Surtout pour les Parisiens et les Franciliens, du fait de la grève très suivie des agents de la RATP, privilégiés parmi les privilégiés (hors bien sûr les grands méchants patrons du CAC40, les ministres, les richissimes footballeurs (sauf nos champions du monde) ou chanteurs (sauf Johnny, idole des (Gilets) jaunes et expert en défiscalisation, mais il n’est plus de ce monde).

Mais la République qui marche et qui galère depuis hier 5 décembre et donc sans doute pour encore plusieurs semaines n’est ni celle des grévistes ou des manifestants hostiles à la réforme des retraites ni celle d’Emmanuel Macron. C’est celle des victimes de privilégiés protégés qui n’ont que faire des usagers des transports, du service public, du sort des employés, des commerçants, de la bonne santé de l’économie française et bien sûr, de l’équilibre des régimes de retraite.

Il est vrai que selon un récent sondage BFMTV, 58 % des Français soutiennent ou ont de la sympathie pour la mobilisation contre la réforme des retraites, un chiffre à la hausse qui laisse entrevoir le spectre de 1995 et de la grève par procuration.

Pourquoi la France est peu réformable ? Parce que les Français sont plus conservateurs que réformistes, parfois victimes d’un syndrome de dénégation ou d’aveuglement volontaire. Le corporatisme est un mal français qu’on ne découvre pas aujourd’hui.

Partout dans le monde développé, on recule l’âge de la retraite parce que c’est la moins mauvaise solution pour assurer une pension décente aux retraités, parce que la pénibilité recule grâce au progrès technologique, que l’on vit de plus en plus vieux. On peut prendre le sujet par n’importe quel bout, être de droite, de gauche, ou d’ailleurs… La France est déjà au taquet en matière de cotisations sociales patronales comme salariales. Les augmenter entraînerait une baisse des salaires ou de la compétitivité des entreprises, en particulier des TPE et PME qui dans leur globalité emploient bien plus de salariés que les grandes entreprises. Baisser les pensions de retraite conduirait à la paupérisation des retraités.
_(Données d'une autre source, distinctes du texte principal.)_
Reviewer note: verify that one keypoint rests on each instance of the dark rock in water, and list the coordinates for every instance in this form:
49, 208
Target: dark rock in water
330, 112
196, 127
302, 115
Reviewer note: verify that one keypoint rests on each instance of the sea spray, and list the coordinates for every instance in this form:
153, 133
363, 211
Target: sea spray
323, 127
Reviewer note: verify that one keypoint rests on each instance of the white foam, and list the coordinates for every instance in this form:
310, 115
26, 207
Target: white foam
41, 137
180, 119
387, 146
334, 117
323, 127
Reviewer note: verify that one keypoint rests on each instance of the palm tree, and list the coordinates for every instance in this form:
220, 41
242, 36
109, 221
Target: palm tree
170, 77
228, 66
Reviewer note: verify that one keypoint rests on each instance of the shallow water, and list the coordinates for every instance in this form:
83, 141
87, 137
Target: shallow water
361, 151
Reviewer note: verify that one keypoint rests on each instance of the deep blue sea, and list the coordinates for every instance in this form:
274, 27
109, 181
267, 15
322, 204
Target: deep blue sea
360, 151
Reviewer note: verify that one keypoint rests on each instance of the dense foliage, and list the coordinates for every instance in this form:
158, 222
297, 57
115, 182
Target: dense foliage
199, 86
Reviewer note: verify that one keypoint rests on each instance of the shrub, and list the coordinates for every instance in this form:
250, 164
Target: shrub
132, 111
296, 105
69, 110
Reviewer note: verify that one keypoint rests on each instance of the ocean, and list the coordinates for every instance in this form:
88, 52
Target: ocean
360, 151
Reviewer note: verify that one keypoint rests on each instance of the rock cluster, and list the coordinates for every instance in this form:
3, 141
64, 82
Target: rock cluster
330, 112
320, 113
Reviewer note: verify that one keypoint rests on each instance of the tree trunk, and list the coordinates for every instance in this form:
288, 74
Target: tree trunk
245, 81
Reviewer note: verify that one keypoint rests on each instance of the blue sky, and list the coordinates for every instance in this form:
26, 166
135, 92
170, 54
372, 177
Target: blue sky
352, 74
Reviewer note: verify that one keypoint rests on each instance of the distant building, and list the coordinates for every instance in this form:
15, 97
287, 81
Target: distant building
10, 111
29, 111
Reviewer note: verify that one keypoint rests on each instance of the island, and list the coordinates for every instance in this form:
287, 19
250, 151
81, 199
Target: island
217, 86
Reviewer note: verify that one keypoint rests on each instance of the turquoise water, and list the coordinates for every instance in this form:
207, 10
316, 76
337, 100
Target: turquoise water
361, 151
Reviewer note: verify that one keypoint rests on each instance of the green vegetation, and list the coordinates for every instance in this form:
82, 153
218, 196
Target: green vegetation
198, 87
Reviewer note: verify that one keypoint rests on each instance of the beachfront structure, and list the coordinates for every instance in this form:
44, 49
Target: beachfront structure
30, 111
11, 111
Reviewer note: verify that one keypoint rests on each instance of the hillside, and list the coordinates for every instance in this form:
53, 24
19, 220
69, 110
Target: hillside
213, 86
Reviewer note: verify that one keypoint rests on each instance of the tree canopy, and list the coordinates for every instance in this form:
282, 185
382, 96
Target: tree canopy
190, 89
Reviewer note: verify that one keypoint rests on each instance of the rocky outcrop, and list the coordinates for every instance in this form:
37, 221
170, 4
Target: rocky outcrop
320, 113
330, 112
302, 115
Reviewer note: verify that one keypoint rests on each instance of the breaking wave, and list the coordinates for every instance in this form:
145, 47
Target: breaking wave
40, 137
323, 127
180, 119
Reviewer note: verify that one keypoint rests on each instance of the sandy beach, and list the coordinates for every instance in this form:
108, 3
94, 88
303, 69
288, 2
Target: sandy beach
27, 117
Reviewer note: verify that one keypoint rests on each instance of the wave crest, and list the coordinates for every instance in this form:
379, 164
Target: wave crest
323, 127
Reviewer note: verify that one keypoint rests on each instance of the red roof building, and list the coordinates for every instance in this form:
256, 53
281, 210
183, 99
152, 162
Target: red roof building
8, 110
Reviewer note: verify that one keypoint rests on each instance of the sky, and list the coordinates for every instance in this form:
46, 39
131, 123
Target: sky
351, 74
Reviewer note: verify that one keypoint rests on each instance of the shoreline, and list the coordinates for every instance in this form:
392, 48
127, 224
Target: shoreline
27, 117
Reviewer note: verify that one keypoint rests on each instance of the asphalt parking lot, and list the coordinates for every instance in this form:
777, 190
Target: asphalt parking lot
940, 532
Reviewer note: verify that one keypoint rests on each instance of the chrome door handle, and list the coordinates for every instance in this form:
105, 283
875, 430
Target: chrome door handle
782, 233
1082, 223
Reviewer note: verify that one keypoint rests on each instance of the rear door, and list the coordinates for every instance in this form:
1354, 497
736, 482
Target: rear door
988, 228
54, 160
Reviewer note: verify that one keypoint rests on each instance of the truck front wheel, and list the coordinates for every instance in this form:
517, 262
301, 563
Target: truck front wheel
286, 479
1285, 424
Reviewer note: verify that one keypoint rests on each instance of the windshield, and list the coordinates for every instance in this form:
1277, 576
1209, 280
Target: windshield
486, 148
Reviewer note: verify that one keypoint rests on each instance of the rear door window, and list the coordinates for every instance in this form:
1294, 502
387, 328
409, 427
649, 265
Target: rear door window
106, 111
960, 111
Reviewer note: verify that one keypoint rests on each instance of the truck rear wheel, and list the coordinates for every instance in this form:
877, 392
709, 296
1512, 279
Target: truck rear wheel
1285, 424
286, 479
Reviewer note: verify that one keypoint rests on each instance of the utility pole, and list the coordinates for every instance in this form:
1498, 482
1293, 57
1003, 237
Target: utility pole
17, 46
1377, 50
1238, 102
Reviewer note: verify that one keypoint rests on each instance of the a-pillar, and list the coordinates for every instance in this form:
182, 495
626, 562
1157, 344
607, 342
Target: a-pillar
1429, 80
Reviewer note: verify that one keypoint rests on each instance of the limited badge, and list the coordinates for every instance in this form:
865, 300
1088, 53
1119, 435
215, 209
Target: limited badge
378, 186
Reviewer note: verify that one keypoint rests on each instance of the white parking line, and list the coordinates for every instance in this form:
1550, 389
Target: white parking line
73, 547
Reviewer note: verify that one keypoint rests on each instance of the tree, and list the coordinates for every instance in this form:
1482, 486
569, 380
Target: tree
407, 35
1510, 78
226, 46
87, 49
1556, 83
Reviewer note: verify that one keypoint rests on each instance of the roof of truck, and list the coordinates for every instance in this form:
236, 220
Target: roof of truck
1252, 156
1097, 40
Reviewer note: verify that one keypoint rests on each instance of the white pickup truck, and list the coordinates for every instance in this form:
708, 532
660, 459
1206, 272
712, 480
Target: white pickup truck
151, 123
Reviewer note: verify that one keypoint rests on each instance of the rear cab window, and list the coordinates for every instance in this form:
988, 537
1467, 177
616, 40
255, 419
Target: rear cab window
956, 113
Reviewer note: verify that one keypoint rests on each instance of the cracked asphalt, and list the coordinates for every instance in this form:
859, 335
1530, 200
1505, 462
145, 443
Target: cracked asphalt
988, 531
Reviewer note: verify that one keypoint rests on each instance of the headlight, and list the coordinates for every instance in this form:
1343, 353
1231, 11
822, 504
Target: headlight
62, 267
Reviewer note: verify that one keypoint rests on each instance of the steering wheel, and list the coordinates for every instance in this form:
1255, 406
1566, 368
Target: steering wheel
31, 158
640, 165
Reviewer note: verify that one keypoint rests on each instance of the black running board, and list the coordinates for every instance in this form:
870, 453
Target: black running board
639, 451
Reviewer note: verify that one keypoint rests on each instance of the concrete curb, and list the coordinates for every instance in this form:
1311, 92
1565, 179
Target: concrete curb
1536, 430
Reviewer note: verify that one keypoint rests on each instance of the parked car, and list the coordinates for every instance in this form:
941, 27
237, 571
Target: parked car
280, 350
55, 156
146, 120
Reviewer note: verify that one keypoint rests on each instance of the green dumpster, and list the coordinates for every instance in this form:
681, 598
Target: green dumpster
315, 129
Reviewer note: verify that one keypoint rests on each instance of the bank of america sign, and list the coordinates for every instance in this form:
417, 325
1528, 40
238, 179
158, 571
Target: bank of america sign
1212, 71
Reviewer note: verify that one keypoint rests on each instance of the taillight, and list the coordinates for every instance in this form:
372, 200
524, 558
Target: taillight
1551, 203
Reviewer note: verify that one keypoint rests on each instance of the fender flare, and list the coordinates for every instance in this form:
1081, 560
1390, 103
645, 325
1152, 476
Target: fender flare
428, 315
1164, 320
Il faudra donc travailler plus longtemps tout en tenant compte de la pénibilité de certains métiers, ce qui est déjà le cas en bonne partie, et se généralisera. Dans cette logique, un système unifié devrait être accepté, pour peu qu’il soit équitable et bien expliqué. Mais malgré toute la pédagogie dont a notamment fait montre Jean-Paul Delevoye, jusqu’à en débattre à la Fête de l’humanité, rien n’y fait. C’est non, non et non. Rasons gratis, nivelons par le haut en faisant payer les riches. Comme d’habitude.

Les Français ont peur du changement, mais s’ils marchent ou s’ils sont immobilisés ou obligés de prendre leur voiture (s’ils en ont une), c’est surtout parce que les agents de la RATP et de la SNCF, ceux qui défendent bec et ongle leurs régimes spéciaux, bloquent la France. Leur pouvoir de nuisance est à la mesure de leurs avantages : ils travaillent moins que les autres, moins longtemps et bénéficient de pensions de retraite particulièrement élevées, financées par le contribuable. L’argument de pénibilité n’est qu’un mensonge. D’innombrables métiers sont autrement plus pénibles que les leurs, et bien moins rémunérés. Ils ignorent la pression que l’on subit dans le secteur privé, par exemple dans celui de la vente. Le conducteur de la RATP ne voit pas le jour ? Quel drame ! Voit-on le jour dans un parking, une galerie marchande (celles des gares par exemple !), un grand magasin où les journées de travail sont bien plus longues qu’à la RATP ?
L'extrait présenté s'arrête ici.